Segundo o professor do curso de Estudos de Mídia da Universidade Federal Fluminense e coordenador do projeto de pesquisa Instituto Nacional de Ciência e Tecnologia em Disputas e Soberanias Informacionais (INCT-DSI), Afonso Albuquerque, a questão do negacionismo é bem mais do que apenas negação dos estudos, é também política.

“As teorias de conspiração são manifestações de interesses privados de empresas, se opondo ao conhecimento público. Existe uma diferença imensa entre você querer questionar para saber melhor e você questionar para obstruir o debate. O grande objetivo deles é impedir que um debate seja feito”, afirma o professor.
Um dos pontos defendidos por Albuquerque é que o princípio neoliberal de que o mercado se autorregula e que a disputa faz o sistema funcionar, acaba afetando diretamente as universidades quando o assunto é a verba para educação e pesquisa, fazendo com que as universidades precisem competir entre si.
O resultado se vê quando as pesquisas científicas se veem quase inteiramente dependentes de financiamento privado.
“Quando você tem uma privatização da ciência, você quebra um pouco a confiabilidade. Por outro lado também, na lógica neoliberal, o governo é cada vez menos um representante dos cidadãos e cada vez mais um administrador-geral de questões para a manutenção do mercado. A gente vê, então, uma crise da legitimidade da política”, explica Afonso.

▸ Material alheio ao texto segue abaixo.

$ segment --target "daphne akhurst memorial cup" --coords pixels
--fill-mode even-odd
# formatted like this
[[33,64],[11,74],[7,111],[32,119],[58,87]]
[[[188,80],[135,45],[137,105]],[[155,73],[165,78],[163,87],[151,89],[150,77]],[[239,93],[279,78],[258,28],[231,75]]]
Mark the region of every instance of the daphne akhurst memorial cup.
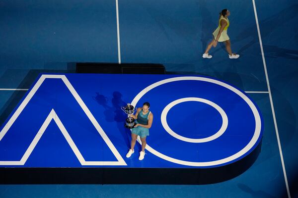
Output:
[[132,129],[136,125],[136,123],[135,119],[131,117],[131,115],[133,114],[137,110],[137,108],[135,108],[134,106],[129,103],[126,106],[122,107],[121,109],[128,115],[128,117],[125,120],[125,127]]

Ataques à ciência se tornam mais comuns quando um grupo majoritário de pessoas com alto alcance midiático reproduz o argumento que a ciência brasileira não é eficaz.
“O alcance das plataformas leva a uma dinâmica na qual o discurso sensacionalista, polarizador e que atrai emocionalmente tende a superar o discurso fundamentado. De alguma forma, a lógica desses influencers que atuam no campo do debate público tende ser a lógica da polarização”, explica o professor.
Entretanto, mesmo com o aumento da polarização política, naturalmente o cenário brasileiro não possui uma tradição forte de extremismos. Exemplos frequentemente citados no exterior são os Estados Unidos, com a Ku Klux Klan e a Europa com a ascensão do nazismo.
“A extrema-direita brasileira copia essas coisas. Ela quer se guiar por modelos estrangeiros, importar agendas”, diz Albuquerque.
Nos últimos anos, a extrema-direita nacional conduziu várias ações espelhadas na extrema-direita norte-americana. Casos mais famosos como o ataque aos Três Poderes no dia 08 de janeiro de 2023 foram inspirados no ataque ao Capitólio no dia 06 de janeiro de 2021.
A adoção dessas ideologias extremas vem após o crescimento do movimento bolsonarista, que deriva dos ideais de Jair Bolsonaro. O repúdio às instituições de pesquisas e às universidades têm um forte laço com os ataques nos anos de pandemia de COVID-19.
“O Bolsonaro se colocou numa situação de ser um presidente anti e isso criou uma noção de que estávamos vivendo uma crise de governabilidade. Ele atacou todas as instituições. Isso tudo contribuiu para a situação atual dele”, completa Afonso
Segundo Afonso, as ações de Bolsonaro colaboraram para que o Supremo Tribunal Federal (STF) chegasse a uma decisão em setembro de 2025: 27 anos e 3 meses de prisão.